Strategy is selected, the high user of preferential support mission rank first selects task resource, and identical user takes first Shen for task rank
The principle please first selected, so as to meet the demand of each user to the full extent;Dynamic game is solved using reverse induction
The Nash Equilibrium Solution of model, it is achieved thereby that resource most rationally effective configuration.
Brief description of the drawings
Fig. 1 is dispatching method block diagram of the invention;
Fig. 2 is cloud environment scheduling of resource game theory structural representation;
Fig. 3 is cloud environment scheduling of resource structural representation;
Fig. 4 is the cloud environment scheduling of resource game theory structural representation of high-level task;
Fig. 5 is low level task cloud environment scheduling of resource game theory structural representation;
Embodiment
Embodiment 1:With reference to Fig. 1-Fig. 5, the resource regulating method based on dynamic game under a kind of cloud environment, including following step
Suddenly:
Step 1:Build the resource dispatching model based on dynamic game under cloud environment;Step 2:Resource based on dynamic game
Scheduling model, the priority for selecting resource is distributed according to the attribute of each user task height;Step 3:To task attribute identical
User takes first to file first to select the strategy of allocation priority, and the income of each user is defined as to its QoS satisfaction;Step
4:The Nash Equilibrium Solution of game is solved using reverse induction.
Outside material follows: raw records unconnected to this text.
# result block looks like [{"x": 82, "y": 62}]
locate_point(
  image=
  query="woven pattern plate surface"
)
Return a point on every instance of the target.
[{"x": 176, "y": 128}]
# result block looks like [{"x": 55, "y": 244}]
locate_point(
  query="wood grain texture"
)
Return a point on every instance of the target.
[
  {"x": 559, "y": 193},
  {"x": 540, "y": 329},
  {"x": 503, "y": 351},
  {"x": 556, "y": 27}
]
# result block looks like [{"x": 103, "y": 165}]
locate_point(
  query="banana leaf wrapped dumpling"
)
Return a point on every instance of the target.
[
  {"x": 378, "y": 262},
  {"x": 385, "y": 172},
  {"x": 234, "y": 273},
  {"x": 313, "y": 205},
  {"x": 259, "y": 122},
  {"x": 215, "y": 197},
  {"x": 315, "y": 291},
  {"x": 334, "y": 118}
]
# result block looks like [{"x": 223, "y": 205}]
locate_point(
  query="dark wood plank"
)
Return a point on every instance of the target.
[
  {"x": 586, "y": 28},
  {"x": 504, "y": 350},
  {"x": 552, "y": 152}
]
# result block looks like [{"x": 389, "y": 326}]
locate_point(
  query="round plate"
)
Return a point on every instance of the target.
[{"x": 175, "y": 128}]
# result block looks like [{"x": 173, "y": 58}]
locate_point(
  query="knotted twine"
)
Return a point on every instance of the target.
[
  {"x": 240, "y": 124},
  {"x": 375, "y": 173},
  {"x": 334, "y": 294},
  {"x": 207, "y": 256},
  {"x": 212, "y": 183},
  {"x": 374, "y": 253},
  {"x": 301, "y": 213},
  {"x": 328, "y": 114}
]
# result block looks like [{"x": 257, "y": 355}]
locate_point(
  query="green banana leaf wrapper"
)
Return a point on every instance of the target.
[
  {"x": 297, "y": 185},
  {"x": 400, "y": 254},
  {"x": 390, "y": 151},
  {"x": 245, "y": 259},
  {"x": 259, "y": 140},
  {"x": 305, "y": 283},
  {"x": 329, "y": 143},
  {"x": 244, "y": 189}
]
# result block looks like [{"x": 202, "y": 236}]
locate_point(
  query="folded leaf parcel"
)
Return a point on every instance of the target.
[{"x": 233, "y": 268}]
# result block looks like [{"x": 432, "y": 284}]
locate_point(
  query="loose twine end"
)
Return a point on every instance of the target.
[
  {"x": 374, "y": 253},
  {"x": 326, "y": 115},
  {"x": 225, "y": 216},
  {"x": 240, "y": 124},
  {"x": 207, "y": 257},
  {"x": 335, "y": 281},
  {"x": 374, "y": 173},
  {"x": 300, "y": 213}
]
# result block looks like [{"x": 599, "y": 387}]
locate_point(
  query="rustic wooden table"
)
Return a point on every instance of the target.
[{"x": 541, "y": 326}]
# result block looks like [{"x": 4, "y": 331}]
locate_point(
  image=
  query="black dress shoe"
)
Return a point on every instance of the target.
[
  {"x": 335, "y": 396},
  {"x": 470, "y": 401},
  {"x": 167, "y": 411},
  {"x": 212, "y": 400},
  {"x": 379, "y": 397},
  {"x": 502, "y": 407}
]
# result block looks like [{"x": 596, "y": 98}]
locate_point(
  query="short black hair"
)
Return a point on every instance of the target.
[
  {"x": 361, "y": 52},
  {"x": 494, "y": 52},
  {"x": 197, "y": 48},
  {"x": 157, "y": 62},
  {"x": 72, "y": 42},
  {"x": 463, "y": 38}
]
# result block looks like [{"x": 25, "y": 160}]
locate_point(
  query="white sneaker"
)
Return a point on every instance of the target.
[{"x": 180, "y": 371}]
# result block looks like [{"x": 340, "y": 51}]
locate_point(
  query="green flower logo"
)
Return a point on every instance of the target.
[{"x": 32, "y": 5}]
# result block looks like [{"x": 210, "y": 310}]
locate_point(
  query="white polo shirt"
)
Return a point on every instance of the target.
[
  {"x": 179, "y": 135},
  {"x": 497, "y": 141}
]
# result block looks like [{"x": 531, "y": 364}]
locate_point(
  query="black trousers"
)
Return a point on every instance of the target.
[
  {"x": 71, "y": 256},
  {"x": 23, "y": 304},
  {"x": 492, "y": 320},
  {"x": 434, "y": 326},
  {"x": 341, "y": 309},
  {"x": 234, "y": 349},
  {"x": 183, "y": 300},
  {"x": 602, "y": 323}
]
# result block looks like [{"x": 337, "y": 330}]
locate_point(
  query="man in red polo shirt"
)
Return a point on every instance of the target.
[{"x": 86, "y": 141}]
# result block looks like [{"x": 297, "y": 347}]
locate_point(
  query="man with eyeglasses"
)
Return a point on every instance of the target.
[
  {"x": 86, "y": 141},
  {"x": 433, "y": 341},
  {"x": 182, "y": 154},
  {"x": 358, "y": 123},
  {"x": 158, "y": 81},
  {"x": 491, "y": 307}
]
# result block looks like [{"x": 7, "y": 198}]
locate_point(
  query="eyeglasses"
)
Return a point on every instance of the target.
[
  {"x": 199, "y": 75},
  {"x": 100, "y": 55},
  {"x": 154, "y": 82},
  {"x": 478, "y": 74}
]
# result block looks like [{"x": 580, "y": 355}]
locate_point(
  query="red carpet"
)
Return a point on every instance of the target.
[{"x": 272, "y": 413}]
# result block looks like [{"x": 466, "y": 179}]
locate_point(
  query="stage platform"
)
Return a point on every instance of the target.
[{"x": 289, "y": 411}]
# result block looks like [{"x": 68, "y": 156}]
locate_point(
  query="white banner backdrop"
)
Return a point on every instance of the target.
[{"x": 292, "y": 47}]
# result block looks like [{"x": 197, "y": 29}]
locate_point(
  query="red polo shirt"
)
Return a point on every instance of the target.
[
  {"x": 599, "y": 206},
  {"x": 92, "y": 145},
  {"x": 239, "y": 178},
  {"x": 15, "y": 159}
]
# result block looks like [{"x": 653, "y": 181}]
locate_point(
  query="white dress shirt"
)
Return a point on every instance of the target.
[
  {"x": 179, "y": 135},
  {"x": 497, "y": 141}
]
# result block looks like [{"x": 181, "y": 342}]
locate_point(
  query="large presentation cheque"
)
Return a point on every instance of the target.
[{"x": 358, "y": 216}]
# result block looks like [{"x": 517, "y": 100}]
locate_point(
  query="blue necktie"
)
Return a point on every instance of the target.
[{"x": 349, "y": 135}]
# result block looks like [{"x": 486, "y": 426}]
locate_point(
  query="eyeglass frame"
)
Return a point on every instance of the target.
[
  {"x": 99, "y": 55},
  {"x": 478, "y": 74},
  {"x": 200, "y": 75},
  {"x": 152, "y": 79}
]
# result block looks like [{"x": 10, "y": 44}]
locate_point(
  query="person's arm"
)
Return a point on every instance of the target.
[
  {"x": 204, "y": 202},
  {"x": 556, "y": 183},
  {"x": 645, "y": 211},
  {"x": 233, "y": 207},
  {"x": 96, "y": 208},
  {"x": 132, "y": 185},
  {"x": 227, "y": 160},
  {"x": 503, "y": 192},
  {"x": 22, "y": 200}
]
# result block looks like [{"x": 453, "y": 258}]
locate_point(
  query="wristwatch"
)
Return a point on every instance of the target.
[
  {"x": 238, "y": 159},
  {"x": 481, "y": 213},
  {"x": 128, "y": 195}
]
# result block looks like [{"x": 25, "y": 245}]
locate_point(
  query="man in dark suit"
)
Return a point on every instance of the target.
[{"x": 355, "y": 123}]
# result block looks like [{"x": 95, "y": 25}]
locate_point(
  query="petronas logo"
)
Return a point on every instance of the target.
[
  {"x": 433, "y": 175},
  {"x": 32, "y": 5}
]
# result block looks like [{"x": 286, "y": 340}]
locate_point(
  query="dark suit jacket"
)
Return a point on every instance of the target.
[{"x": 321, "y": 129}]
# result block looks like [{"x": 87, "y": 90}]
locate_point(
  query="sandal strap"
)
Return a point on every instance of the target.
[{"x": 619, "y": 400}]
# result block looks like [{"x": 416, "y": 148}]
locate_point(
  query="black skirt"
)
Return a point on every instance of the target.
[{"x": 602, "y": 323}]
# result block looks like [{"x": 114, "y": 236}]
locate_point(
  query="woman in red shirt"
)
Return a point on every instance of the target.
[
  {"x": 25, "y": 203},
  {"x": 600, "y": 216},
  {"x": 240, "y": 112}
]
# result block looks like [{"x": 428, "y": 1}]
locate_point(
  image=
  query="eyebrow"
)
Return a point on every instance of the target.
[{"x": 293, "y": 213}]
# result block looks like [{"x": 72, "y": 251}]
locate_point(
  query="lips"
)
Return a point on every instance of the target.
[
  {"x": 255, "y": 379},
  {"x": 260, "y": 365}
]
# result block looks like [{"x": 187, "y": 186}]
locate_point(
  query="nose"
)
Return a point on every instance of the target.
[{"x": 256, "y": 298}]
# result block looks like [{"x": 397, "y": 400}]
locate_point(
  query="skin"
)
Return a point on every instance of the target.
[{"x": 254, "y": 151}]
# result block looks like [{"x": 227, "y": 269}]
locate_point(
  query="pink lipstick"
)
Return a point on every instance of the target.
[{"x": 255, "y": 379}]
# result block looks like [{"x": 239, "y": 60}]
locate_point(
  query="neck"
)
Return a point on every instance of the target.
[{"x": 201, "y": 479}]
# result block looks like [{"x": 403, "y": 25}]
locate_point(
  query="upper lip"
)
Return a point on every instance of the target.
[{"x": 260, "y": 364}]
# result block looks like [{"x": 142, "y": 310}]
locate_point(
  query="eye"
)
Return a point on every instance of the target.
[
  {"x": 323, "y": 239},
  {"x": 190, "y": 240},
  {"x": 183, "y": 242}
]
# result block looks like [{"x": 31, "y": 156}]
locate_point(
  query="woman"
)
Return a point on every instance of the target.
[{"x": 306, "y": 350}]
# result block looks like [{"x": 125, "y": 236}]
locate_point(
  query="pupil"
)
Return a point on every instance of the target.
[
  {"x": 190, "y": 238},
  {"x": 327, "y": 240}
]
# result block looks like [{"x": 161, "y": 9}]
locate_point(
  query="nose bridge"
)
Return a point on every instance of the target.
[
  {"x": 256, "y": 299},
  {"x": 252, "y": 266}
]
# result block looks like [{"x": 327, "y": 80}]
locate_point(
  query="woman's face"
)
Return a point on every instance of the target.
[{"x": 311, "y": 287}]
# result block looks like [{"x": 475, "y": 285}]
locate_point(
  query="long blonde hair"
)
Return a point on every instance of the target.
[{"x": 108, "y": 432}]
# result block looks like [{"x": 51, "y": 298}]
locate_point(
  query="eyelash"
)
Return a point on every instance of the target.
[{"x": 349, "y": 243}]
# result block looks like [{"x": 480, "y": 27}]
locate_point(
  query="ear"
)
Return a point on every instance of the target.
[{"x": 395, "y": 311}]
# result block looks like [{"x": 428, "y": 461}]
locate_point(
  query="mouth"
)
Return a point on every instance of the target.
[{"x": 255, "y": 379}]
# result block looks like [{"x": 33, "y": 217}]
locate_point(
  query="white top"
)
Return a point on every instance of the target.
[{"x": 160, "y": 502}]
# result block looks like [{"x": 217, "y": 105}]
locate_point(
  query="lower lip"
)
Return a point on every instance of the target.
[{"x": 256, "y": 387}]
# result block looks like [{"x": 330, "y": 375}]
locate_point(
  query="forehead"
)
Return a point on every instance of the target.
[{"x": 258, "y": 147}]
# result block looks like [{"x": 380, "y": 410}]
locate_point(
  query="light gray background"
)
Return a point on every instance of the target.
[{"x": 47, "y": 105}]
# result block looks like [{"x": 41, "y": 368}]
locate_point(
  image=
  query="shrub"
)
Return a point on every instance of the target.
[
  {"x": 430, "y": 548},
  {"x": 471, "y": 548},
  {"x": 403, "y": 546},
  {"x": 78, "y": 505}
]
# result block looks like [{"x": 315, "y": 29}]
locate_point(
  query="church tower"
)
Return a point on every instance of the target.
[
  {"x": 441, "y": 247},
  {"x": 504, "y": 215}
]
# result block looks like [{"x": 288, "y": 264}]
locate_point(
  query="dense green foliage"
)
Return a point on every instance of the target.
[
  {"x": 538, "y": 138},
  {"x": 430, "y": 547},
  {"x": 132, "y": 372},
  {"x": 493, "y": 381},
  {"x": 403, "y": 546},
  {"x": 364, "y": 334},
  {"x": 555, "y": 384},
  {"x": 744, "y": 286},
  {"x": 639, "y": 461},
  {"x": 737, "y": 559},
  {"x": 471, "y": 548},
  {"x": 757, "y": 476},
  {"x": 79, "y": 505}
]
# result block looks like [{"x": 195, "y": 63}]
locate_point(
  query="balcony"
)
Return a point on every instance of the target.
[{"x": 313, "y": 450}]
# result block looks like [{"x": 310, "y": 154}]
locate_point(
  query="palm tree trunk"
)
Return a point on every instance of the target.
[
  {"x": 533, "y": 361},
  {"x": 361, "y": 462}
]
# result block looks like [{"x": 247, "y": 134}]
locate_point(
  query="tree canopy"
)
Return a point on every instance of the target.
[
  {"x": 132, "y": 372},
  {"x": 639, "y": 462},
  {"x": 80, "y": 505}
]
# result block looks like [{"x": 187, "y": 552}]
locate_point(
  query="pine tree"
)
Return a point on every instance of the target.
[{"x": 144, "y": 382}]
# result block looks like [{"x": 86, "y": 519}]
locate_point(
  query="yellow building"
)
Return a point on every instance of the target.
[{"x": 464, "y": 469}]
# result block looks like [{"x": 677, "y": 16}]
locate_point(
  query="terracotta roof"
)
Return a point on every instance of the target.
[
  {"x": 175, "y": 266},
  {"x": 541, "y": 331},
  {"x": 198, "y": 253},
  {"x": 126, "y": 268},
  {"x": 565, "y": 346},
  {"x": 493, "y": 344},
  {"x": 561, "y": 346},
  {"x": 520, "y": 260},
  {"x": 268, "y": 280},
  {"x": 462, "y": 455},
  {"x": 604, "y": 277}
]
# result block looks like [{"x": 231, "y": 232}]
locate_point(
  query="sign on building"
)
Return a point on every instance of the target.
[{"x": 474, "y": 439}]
Specifically, scheduling of resource refers on the basis of resource virtualizing under cloud environment in step 1, scheduling of resource center dynamic
Ground distributes the computing resource that each user performs required by task, and feasibility environment is provided to perform task;Scheduling of resource under cloud environment
During, physical resource is virtualized into dummy unit by cloud system, is used as the carrier of the task of execution.
Specifically, cloud environment dynamic game resource dispatching model is a five-tuple, i.e. MCED-GRSM=(N, T, S, I,
U), wherein:N=(N1,N2,…,Nn) be game participant set, participant be sometime all transmission tasks of fragment please
The user asked;T=(T1,T2,…,Tn) be participant action order, i.e., sometime fragment user selection resource priority
Sequentially;S=(S1,S2,…,Sn) be participant policy space,Represent participant Ni
Policy space, each participant should have more than a kind of strategy, i.e. h >=1;
I=(I1,I2,…,In) be participant information collection,Represent participant Ni
Information collection, each participant should have more than a kind of strategy, i.e. k >=1;
U=(U1,U2,…,Un) be participant revenue function set,
Represent user n in user 1,2 ..., selection strategy s after n-1 actionnIncome;Revenue function represents participant from game
Available income level, is together decided on by the strategy of all participants, the receipts obtained by the different strategy combination of participant
It is beneficial different.
Resource regulating method based on dynamic game under described cloud environment, the scheduling model meets three it is assumed that i.e.:
Rational conditions:Assuming that each user is rational, meaningless, malice will not be sent because of maximum return to be obtained and takes money
The task requests in source;Type is assumed:Assuming that the demand of different user is different, the QoS of proposition is different;Income is assumed:Assuming that all
The target of user is all on the premise of oneself QoS is met, to ask resource to complete task, the target at scheduling of resource center is to the greatest extent
The demand that all users propose may be met, feedback resources complete its task.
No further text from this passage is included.